The aim of this study was to determine whether it is possible to predict a normal outcome of the bithermal caloric test by testing at a single temperature and if so, what criteria are most appropriate to use.

DESIGN:

A total of 490 patients were considered candidates for the bithermal test and 414 completed the four necessary components, their nystagmus being measured using videonystagmography.

RESULTS:

Clinical decision analysis revealed that the cool monothermal test does not provide an adequate combination of sensitivity and specificity for us to recommend its clinical use.

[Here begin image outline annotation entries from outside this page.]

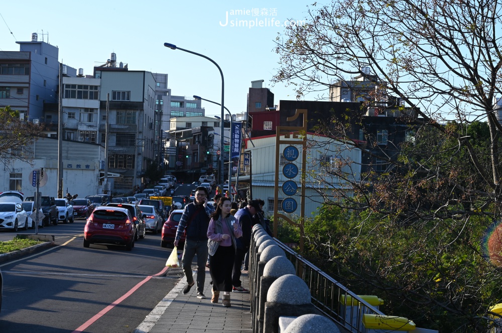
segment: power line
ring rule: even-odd
[[[5,23],[5,25],[7,27],[7,29],[9,29],[9,31],[10,32],[11,32],[11,35],[12,35],[12,37],[14,38],[14,40],[17,42],[18,40],[16,39],[16,36],[14,36],[14,33],[13,33],[12,31],[11,30],[11,28],[9,27],[9,26],[7,25],[7,23],[5,22],[5,19],[4,18],[4,17],[2,16],[1,13],[0,13],[0,16],[2,17],[2,19],[4,20],[4,23]]]

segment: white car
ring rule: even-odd
[[[73,206],[66,199],[56,199],[56,206],[58,207],[58,221],[62,221],[63,223],[73,223]]]
[[[23,209],[21,199],[14,196],[0,198],[0,229],[26,230],[28,215]]]
[[[162,230],[164,222],[159,210],[153,206],[139,205],[140,210],[145,220],[145,230],[152,231],[157,234],[159,230]]]
[[[35,218],[35,208],[34,207],[35,205],[35,202],[33,201],[23,201],[21,203],[21,205],[23,206],[23,209],[25,210],[26,212],[26,214],[28,216],[28,228],[30,229],[35,229],[35,223],[33,222],[33,218]],[[43,222],[44,220],[44,212],[42,211],[42,208],[40,208],[38,210],[39,216],[42,217],[38,222],[38,227],[39,228],[44,227],[44,222]]]

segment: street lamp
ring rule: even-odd
[[[203,58],[204,59],[207,59],[208,60],[209,60],[209,61],[210,61],[211,63],[212,63],[213,64],[214,64],[214,65],[216,66],[216,67],[218,68],[218,70],[219,71],[220,74],[221,75],[221,119],[223,119],[223,118],[224,118],[224,115],[225,115],[225,113],[223,112],[223,110],[224,110],[224,107],[225,107],[224,106],[224,104],[223,103],[223,100],[224,99],[224,97],[225,97],[225,83],[224,83],[225,81],[224,81],[224,80],[223,79],[223,72],[221,71],[221,69],[220,68],[220,67],[219,66],[218,66],[218,64],[216,64],[214,62],[214,60],[213,60],[212,59],[211,59],[211,58],[209,58],[208,57],[206,57],[206,56],[204,56],[204,55],[201,55],[200,53],[197,53],[196,52],[194,52],[193,51],[189,51],[188,50],[185,50],[184,49],[182,49],[181,48],[178,48],[178,47],[176,47],[176,46],[174,44],[171,44],[168,43],[164,43],[164,46],[165,46],[166,48],[169,48],[171,50],[181,50],[182,51],[185,51],[185,52],[187,52],[188,53],[191,53],[193,55],[195,55],[196,56],[198,56],[199,57],[202,57],[202,58]],[[231,118],[231,117],[230,117],[230,118]],[[223,122],[222,121],[221,122],[221,126],[220,126],[220,128],[221,129],[221,133],[223,133],[223,131],[224,130],[224,129],[223,128]],[[221,135],[221,141],[220,141],[220,146],[222,147],[223,146],[223,135]],[[219,175],[220,175],[219,179],[220,179],[219,180],[220,180],[220,184],[221,185],[221,188],[222,189],[223,188],[223,183],[224,182],[224,181],[223,180],[223,163],[220,163],[220,168],[219,168]]]
[[[213,101],[210,101],[209,100],[206,100],[205,98],[202,98],[200,96],[198,96],[195,95],[193,95],[193,98],[195,98],[196,100],[201,100],[202,101],[205,101],[206,102],[209,102],[209,103],[212,103],[213,104],[216,104],[216,105],[221,105],[221,104],[220,104],[219,103],[216,103],[216,102],[213,102]],[[231,198],[231,197],[232,197],[232,190],[230,188],[230,186],[232,185],[232,163],[231,163],[231,162],[232,162],[232,158],[231,158],[231,156],[230,156],[230,146],[232,145],[232,114],[230,113],[230,110],[229,110],[228,109],[227,109],[226,107],[224,106],[223,108],[225,109],[225,110],[228,113],[228,115],[230,116],[230,135],[228,136],[229,136],[229,140],[228,140],[228,141],[229,141],[229,142],[228,142],[228,192],[230,194],[230,196]],[[218,117],[217,116],[215,116],[214,117],[215,117],[215,118],[219,118],[219,117]],[[221,128],[223,128],[223,118],[221,118],[220,119],[221,120],[221,124],[220,126],[221,127]],[[223,134],[224,134],[224,133],[222,131],[221,132],[221,142],[223,142]],[[221,146],[220,147],[220,152],[222,152],[223,151],[223,146]],[[221,158],[221,155],[220,155],[220,159]],[[223,161],[224,161],[224,160],[223,160]],[[220,163],[222,164],[222,163],[223,163],[223,161],[221,161],[220,160]],[[220,167],[220,168],[221,168],[221,167]],[[237,172],[238,172],[238,170],[237,170]],[[236,183],[235,184],[235,186],[237,186],[237,184]],[[221,191],[223,191],[223,186],[222,185],[221,186]]]

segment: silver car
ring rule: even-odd
[[[147,231],[152,231],[154,234],[162,229],[164,225],[160,213],[153,206],[139,205],[140,210],[145,220],[145,229]]]

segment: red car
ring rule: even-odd
[[[131,251],[134,247],[135,228],[127,208],[96,207],[87,219],[84,228],[84,247],[91,244],[126,245]]]
[[[73,217],[87,218],[92,212],[94,206],[88,199],[74,199],[70,201],[73,206]]]
[[[169,218],[164,223],[162,227],[162,237],[161,238],[160,246],[162,247],[167,247],[168,244],[173,246],[174,239],[176,236],[176,230],[178,230],[178,224],[181,219],[181,215],[183,215],[183,209],[175,209],[169,215]],[[185,233],[181,235],[180,239],[180,244],[185,243]]]

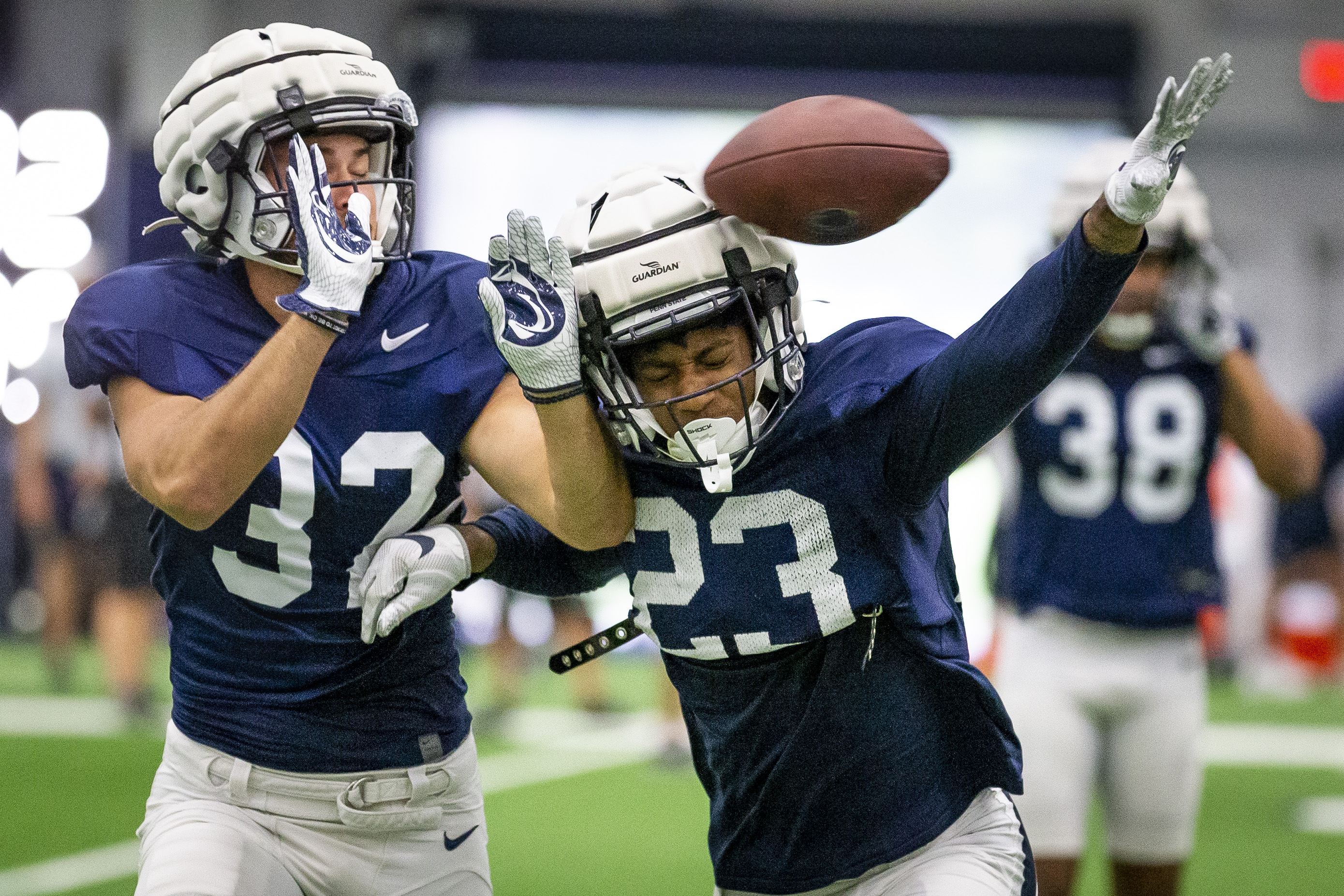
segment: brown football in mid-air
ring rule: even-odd
[[[704,191],[774,236],[833,246],[909,215],[948,165],[946,148],[891,106],[806,97],[738,132],[704,169]]]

However, the warm monothermal test offers a sensitivity of 95% with 29% of patients with normal bithermal results having to undergo the bithermal test (specificity = 71%) if a combination of three criteria are used: a normal bithermal caloric test outcome can be anticipated and testing curtailed after the first temperature if (a) the warm monothermal caloric asymmetry (MCA) is <15% and (b) the two warm results are each >8 degrees per sec ( degrees /sec), and (c) any spontaneous nystagmus is <4 degrees /sec.

CONCLUSIONS:

When appropriate criteria are used, the warm monothermal caloric test offers a performance that is acceptable for routine clinical use, sparing a considerable proportion of patients from unnecessary tests at the cool temperature. We believe that the warm/cool monothermal test difference is probably a consequence of the interrelationship between canal paresis and directional preponderance.

PMID:
19125027
[PubMed - indexed for MEDLINE]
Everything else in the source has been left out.